2012年 グルジアの労働事情

2012年12月14日 講演録

グルジア労働組合総連合GTUC
Ms.ミランダ・マンダリア、Ms.エルザ・ジェゲレナヤ

 

1. 当該国の労働情勢(全般)

 グルジアでは、2006年5月に労使関係を調整する『労働法』が採択された。これは経営者に有利なもので、経営者は労働者に対して何ら説明をしないまま解雇し、その際には1ヵ月分の給料を支払えば良いということにされている。
 この『労働法』は、時間外に対する賃金の支払いを管理することができない。残業とみなされるのは、契約で別途取り決めがなされていない限り、労働時間が1週間あたり41時間以上の場合である。
 グルジアでは雇用が非常に少なく、労働者は解雇される恐怖に常にさらされているため、どんな労働条件でも受け入れてしまうことが多い。また労働現場では、週84時間労働という条件の契約も頻繁に見受けられる。
 インフォーマルセクターの問題もある。これはグルジア経済全体の陰の部分となっており、ここでは法の違反が堂々と行なわれ、税金が納められず、国全体に大きな損失をもたらしている。

2.労働組合が現在直面している課題

 最も大きな問題として挙げられるのは、労働組合に対する関与であり、労働者は何の説明もなく解雇され、経営者には解雇の理由を説明する義務がない。
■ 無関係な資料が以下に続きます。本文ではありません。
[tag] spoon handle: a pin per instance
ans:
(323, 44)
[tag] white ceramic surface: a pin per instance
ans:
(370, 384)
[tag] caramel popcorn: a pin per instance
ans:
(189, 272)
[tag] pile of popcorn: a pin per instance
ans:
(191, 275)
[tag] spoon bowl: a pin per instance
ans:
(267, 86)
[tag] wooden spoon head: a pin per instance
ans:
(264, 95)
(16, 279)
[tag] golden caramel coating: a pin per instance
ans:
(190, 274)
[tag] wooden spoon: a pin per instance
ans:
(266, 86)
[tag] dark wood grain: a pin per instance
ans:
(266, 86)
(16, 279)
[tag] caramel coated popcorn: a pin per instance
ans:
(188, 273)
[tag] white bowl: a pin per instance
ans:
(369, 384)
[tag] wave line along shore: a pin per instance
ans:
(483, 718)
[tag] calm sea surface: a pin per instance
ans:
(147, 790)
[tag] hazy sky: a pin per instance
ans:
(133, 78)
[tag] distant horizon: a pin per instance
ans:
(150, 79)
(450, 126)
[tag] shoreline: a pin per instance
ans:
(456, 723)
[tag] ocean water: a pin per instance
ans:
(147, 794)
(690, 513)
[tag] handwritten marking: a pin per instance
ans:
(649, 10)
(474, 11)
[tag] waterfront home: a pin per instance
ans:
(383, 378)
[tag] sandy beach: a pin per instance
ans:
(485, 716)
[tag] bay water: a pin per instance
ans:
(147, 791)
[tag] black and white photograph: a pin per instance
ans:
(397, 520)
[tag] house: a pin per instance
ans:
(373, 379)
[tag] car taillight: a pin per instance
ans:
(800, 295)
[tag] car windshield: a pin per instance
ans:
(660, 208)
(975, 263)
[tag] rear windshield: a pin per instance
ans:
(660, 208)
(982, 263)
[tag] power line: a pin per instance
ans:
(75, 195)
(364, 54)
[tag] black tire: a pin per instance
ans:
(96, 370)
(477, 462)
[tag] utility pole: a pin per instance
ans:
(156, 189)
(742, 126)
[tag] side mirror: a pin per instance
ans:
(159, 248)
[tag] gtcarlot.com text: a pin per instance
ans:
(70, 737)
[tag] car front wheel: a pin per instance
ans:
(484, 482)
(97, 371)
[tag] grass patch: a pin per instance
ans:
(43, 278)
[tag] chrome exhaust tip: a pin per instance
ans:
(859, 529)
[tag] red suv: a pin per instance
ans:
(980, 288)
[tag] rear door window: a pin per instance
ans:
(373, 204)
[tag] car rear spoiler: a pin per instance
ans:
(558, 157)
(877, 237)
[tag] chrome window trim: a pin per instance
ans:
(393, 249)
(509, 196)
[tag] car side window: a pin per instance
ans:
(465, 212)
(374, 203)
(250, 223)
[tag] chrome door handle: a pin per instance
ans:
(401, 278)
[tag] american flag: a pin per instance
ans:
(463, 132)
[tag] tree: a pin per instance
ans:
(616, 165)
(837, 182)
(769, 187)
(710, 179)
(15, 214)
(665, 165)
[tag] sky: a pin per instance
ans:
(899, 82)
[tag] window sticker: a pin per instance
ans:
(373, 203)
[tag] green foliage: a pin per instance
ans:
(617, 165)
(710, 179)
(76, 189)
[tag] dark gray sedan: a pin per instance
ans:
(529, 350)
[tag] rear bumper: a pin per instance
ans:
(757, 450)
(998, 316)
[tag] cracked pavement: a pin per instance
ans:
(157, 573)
何故なら、『労働法』によって、経営者は解雇の理由の説明もなく、1ヵ月分の給与に相当する補償額を支払えば良いということになっているからである。
 また、この『労働法』は口頭での労働条件の通達が認められており、このような労働契約では、裁判の際に証拠を集めることなどはまったく不可能である。私たちは法律家、弁護士に対して、どのような具体的な労働基準違反があったかということを根拠づけて示すことができないのである。

3.課題解決に向けた取り組み

 われわれは、問題解決のため、労働者向けのトレーニングや労働に関する法律のセミナーを開催している。また経営者との対話を行ない、経営者に対して文書での呼びかけやストライキの通達、マスコミや世論に対する企業での労働基準違反を通知などで続けている。また、必要があれば裁判所への提訴や国のさまざまな機関に対してアプローチを行なっている。

4.ナショナルセンターと政府との関係

 グルジア政府は、わが国の『労働法』を国際的な基準に合致させるために方策を取り始めている。それにより労働における差別が削減され、真の社会的対話が発展していくことを願っている。2009年には、経営者協会、労働組合、政府の代表による三者審議会が設立された。
 しかし、労働争議などさまざまな問題を協議する三者審議会が、現実には機能していない。三者審議会は表面的な対面を取り繕うためのもので、ヨーロッパなどの国々に対してわが国でも条約の内容が守られていることを示すための張りぼてである。

5.多国籍企業の進出状況と労使紛争

 グルジアには多国籍企業の数はあまり多くない。あるとすれば、それは主に隣国との貿易を行なっている企業であるが、そのような企業に特別な法律や優遇措置は無い。このような企業で紛争がおこったという事実はほとんど確認されていない。
 グルジアは自由貿易に対して非常に積極的であり、あらゆる民族に対して寛容である。